Democratic Councilwoman Odette Ramos praised the city for “taking the risk” of spending money on coronavirus relief for residents upfront in anticipation of reimbursement from FEMA, calling it the “right move.” Ramos said that the city will have “hard decisions” to make as that September date nears about how to fund the shelters.

“There will be hard decisions to make on that,” Cenname said. “The financials will be part. The health and the risk will be the other part of it.”

In addition to incurring millions in expenses related to the coronavirus, Baltimore’s revenue also fell $20 million short of “very pessimistic” expectations in the fiscal year 2021 budget, Cenname said, contributing the city’s deficit.

Parking and hotel tax revenue were hardest hit. Before the pandemic, Baltimore averaged $7 million per month in parking revenue, but in 2021, the city realized only $3.1 million per month. The result was a decline of $50 million in revenue, Cenname said.

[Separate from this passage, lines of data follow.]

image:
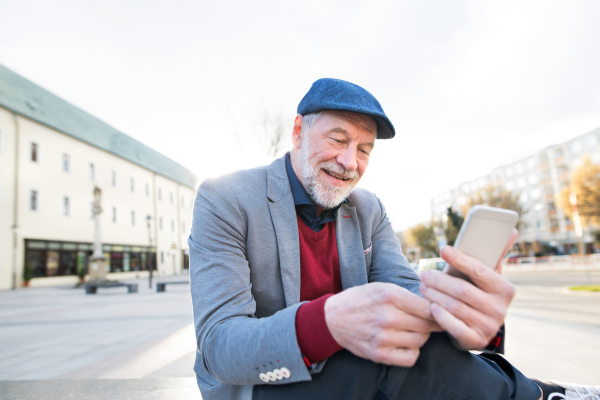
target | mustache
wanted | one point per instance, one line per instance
(339, 170)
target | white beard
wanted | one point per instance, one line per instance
(324, 195)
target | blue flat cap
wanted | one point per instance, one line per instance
(335, 94)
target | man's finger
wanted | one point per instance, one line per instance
(511, 241)
(485, 324)
(465, 336)
(462, 291)
(409, 302)
(483, 276)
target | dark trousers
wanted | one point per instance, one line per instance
(442, 372)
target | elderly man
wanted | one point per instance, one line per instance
(301, 291)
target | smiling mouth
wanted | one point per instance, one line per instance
(336, 176)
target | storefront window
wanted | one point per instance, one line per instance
(65, 258)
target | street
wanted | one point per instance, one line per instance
(61, 334)
(552, 334)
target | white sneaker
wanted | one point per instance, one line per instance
(574, 391)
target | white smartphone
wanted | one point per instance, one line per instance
(484, 235)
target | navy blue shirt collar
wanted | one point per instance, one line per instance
(305, 208)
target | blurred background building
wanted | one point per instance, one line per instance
(537, 181)
(52, 156)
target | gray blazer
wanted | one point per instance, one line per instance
(245, 275)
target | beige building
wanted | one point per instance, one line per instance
(52, 156)
(537, 179)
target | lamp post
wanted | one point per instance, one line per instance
(98, 270)
(148, 219)
(578, 230)
(577, 222)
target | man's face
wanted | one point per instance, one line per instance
(334, 155)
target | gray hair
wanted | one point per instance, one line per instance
(308, 121)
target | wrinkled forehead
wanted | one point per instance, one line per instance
(361, 120)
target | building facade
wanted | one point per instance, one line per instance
(537, 180)
(52, 156)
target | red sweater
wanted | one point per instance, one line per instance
(319, 279)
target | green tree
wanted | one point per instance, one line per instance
(494, 197)
(453, 225)
(585, 183)
(424, 237)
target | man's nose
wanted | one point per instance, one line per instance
(347, 158)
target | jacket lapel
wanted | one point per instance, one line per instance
(283, 215)
(353, 268)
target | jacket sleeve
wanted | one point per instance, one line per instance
(388, 264)
(234, 345)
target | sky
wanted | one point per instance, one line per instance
(469, 85)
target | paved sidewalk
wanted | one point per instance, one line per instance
(61, 343)
(62, 333)
(552, 334)
(101, 389)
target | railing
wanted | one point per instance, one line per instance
(554, 263)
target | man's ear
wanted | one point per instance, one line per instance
(296, 131)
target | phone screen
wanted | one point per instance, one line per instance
(484, 235)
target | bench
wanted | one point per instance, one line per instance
(162, 286)
(92, 288)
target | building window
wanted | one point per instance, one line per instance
(33, 200)
(66, 206)
(34, 152)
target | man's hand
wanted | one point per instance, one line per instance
(471, 314)
(381, 322)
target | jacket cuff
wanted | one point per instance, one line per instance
(314, 339)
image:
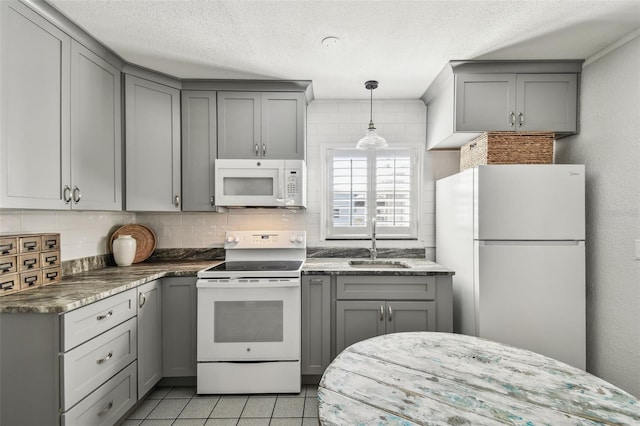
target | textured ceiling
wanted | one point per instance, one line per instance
(403, 44)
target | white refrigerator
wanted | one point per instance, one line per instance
(514, 235)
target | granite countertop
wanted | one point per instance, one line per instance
(77, 290)
(80, 289)
(340, 266)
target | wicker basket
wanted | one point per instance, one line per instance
(508, 148)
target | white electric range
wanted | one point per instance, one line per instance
(249, 315)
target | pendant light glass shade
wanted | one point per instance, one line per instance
(371, 140)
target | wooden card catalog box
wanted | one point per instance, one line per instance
(29, 260)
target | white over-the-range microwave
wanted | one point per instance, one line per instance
(261, 183)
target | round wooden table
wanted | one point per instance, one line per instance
(451, 379)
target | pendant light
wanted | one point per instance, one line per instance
(371, 139)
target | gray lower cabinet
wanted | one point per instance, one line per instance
(316, 323)
(149, 336)
(261, 125)
(199, 150)
(152, 115)
(369, 306)
(179, 316)
(78, 367)
(61, 118)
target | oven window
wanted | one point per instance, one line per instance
(240, 186)
(248, 321)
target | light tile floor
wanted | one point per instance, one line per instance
(181, 406)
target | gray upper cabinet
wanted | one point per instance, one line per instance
(199, 150)
(34, 144)
(96, 138)
(72, 157)
(471, 97)
(261, 125)
(152, 114)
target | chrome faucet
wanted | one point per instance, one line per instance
(373, 250)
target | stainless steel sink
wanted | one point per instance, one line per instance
(382, 264)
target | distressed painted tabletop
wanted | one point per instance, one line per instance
(450, 379)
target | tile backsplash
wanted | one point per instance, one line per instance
(329, 123)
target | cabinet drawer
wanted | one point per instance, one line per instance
(91, 364)
(379, 287)
(87, 322)
(108, 403)
(8, 264)
(49, 259)
(30, 279)
(9, 283)
(8, 245)
(50, 242)
(51, 275)
(29, 244)
(28, 262)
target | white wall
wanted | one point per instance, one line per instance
(336, 123)
(609, 146)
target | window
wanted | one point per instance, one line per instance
(365, 184)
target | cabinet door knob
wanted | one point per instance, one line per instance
(77, 195)
(66, 194)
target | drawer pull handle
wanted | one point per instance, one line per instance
(29, 263)
(7, 285)
(31, 280)
(105, 409)
(105, 316)
(105, 359)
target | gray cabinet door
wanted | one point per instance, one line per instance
(96, 139)
(547, 102)
(485, 102)
(283, 125)
(199, 150)
(410, 316)
(149, 336)
(239, 125)
(152, 115)
(179, 327)
(316, 324)
(34, 138)
(358, 320)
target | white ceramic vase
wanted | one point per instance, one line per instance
(124, 250)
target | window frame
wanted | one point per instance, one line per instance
(330, 232)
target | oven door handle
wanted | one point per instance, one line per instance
(263, 283)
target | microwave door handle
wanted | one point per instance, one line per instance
(281, 187)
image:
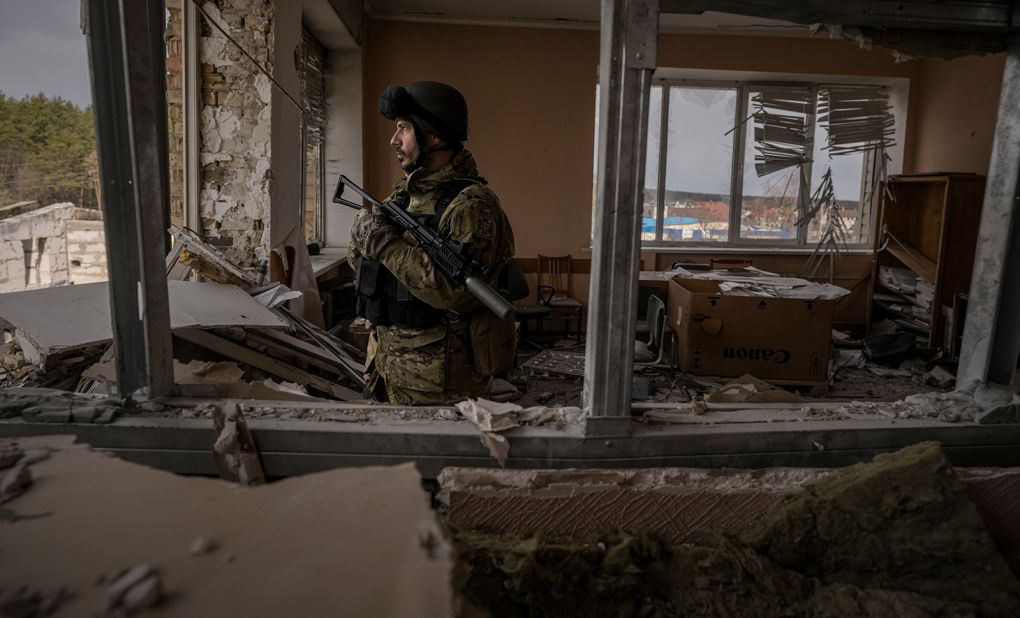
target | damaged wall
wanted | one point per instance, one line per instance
(236, 114)
(57, 245)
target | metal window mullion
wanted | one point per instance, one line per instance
(660, 208)
(804, 194)
(736, 172)
(627, 54)
(126, 68)
(190, 99)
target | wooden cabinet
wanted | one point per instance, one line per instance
(928, 228)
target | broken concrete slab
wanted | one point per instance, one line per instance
(56, 319)
(289, 561)
(617, 573)
(50, 405)
(903, 521)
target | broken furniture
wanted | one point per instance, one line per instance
(556, 291)
(772, 327)
(192, 256)
(651, 353)
(924, 253)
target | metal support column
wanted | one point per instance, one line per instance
(628, 54)
(191, 93)
(126, 65)
(991, 333)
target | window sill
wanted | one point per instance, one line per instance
(743, 249)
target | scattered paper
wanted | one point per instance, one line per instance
(749, 389)
(490, 415)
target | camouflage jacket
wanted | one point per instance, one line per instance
(435, 364)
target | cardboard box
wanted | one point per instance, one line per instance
(773, 339)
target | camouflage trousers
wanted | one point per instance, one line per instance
(431, 366)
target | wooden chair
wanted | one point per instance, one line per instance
(556, 291)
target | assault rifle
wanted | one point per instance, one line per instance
(449, 257)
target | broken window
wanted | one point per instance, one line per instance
(311, 68)
(697, 196)
(736, 162)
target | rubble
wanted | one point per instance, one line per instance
(203, 546)
(893, 537)
(14, 481)
(134, 589)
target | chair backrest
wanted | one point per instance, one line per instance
(656, 320)
(516, 286)
(556, 271)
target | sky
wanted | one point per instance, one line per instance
(42, 50)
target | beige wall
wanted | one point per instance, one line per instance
(531, 96)
(956, 119)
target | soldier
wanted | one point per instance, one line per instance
(431, 342)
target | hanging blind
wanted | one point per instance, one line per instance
(858, 117)
(311, 68)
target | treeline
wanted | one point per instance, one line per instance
(47, 152)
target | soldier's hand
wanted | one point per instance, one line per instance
(371, 233)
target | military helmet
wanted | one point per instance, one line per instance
(435, 107)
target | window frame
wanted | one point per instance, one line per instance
(745, 84)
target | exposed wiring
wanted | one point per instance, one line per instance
(261, 68)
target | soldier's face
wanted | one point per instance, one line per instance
(405, 144)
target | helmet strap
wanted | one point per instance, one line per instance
(424, 152)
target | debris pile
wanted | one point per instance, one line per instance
(234, 339)
(891, 537)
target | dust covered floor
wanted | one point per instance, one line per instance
(897, 536)
(666, 384)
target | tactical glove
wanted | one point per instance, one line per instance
(371, 233)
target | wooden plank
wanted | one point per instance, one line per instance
(266, 363)
(235, 452)
(993, 15)
(319, 357)
(912, 259)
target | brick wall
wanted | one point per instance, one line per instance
(236, 129)
(174, 120)
(52, 246)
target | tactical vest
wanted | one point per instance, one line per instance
(383, 299)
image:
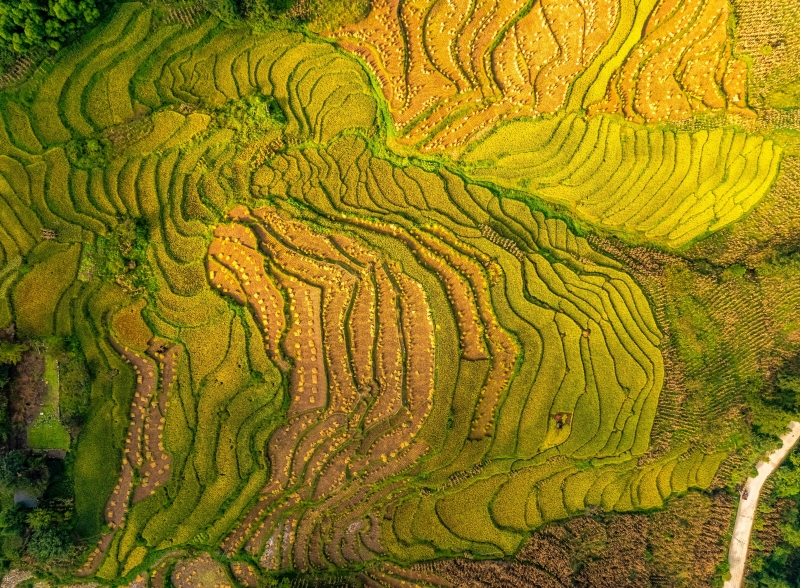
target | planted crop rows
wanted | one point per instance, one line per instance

Democratic Council Vice President Sharon Green Middleton asked whether parking revenues could be expected to recover as more visitors return to the city. Cenname said receipts are expected to increase as tourism rebounds, but revenue from commuters may never recover, as working from home remains a trend, he said.

“I’m skeptical we’ll ever get back to pre-COVID numbers,” he said. “We’re not going to see those garages as filled as we used to.”